Quando a preocupação se translada da noção de lucros para a de necessidade, a coisa muda. O mercado é total e completamente indiferente à satisfação de necessidade básicas tais como a nutrição, a saúde, a educação. É até hostil a elas, porque atendê-las restringe a lucratividade.
Governantes muito empenhados em magnificar os lucros empresariais não têm olhos para perceber o quanto crescem a fome, a morbidade e o atraso da maioria do povo brasileiro. Menos ainda para admitir que esses males são sanáveis e que não precisam ser engabelados pela caridade.
O que falta aos tecnocratas deslumbrados é a percepção de quanto antigo é o sistema mundial de mercado. De que o Brasil nasceu dentro dele e até ajudou a criá-lo. Para isso, converteu-se num moinho de gastar gentes, que liquidou, na produção do que não comiam, dezenas de milhões de negros e índios. Com efeito, nascemos para prover açúcar para adoçar boca de europeu. Ele foi a primeira grande mercadoria mundial, equivalente no século 17 ao que hoje representa o petróleo. Um montante avaliado em 1 bilhão de libras esterlinas, isto é, mais do dobro do que produziu a economia inglesa ou a francesa.
Os ingleses imitaram logo os portugueses e caíram sobre os negros e africanos. Descobriram que caçá-los e vendê-los era o negócio melhor desse mundo. Os negros nos custavam metade daquele bilhão de libras, e seu provimento era muito melhor negócio do que produzir o açúcar.
Ninguém se preocupava com o destino da negrada, que era a força energética daqueles tempos. Duravam em média cinco a sete anos no eito. Mas nesse curto tempo, trabalhando de sol a sol, pagavam seu preço e o custo de sua reposição e ainda davam gordos lucros, numa produtividade esplêndida.

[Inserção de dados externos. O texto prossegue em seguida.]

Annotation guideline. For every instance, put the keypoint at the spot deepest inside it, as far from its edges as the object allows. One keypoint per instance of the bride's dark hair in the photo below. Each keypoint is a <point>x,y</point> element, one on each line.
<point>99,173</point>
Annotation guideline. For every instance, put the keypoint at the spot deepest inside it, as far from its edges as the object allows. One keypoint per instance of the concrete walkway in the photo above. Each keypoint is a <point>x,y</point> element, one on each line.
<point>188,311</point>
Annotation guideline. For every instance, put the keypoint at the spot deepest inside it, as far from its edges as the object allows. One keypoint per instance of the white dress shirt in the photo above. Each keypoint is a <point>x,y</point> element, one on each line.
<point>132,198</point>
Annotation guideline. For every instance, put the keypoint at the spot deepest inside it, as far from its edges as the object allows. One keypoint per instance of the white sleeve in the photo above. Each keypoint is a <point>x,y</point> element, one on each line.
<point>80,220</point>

A montagem desse sistema produtivo foi a grande façanha lusitana, holandesa e francesa. Possibilitou a modernização da Europa e a edificação dos esplêndidos castelos, tão belos como inúteis, que tanto atraem turistas. Seu efeito maior aos olhos dos europeus era, porém, salvar os negros africanos da tribalidade para integrá-los na cristandade. Daqueles engenhos nascemos, num efeito absolutamente inesperado.
Tudo bem, Isso é nossa história. O diabo é que os tecnocratas estão empenhados em reencarná-la, reintegrando o Brasil ainda mais carnalmente ao mercado mundial, a que agora dão o nome de global, sempre na condição de um proletariado externo, posto aqui para atender reclamos alheios em prejuízo de si próprio.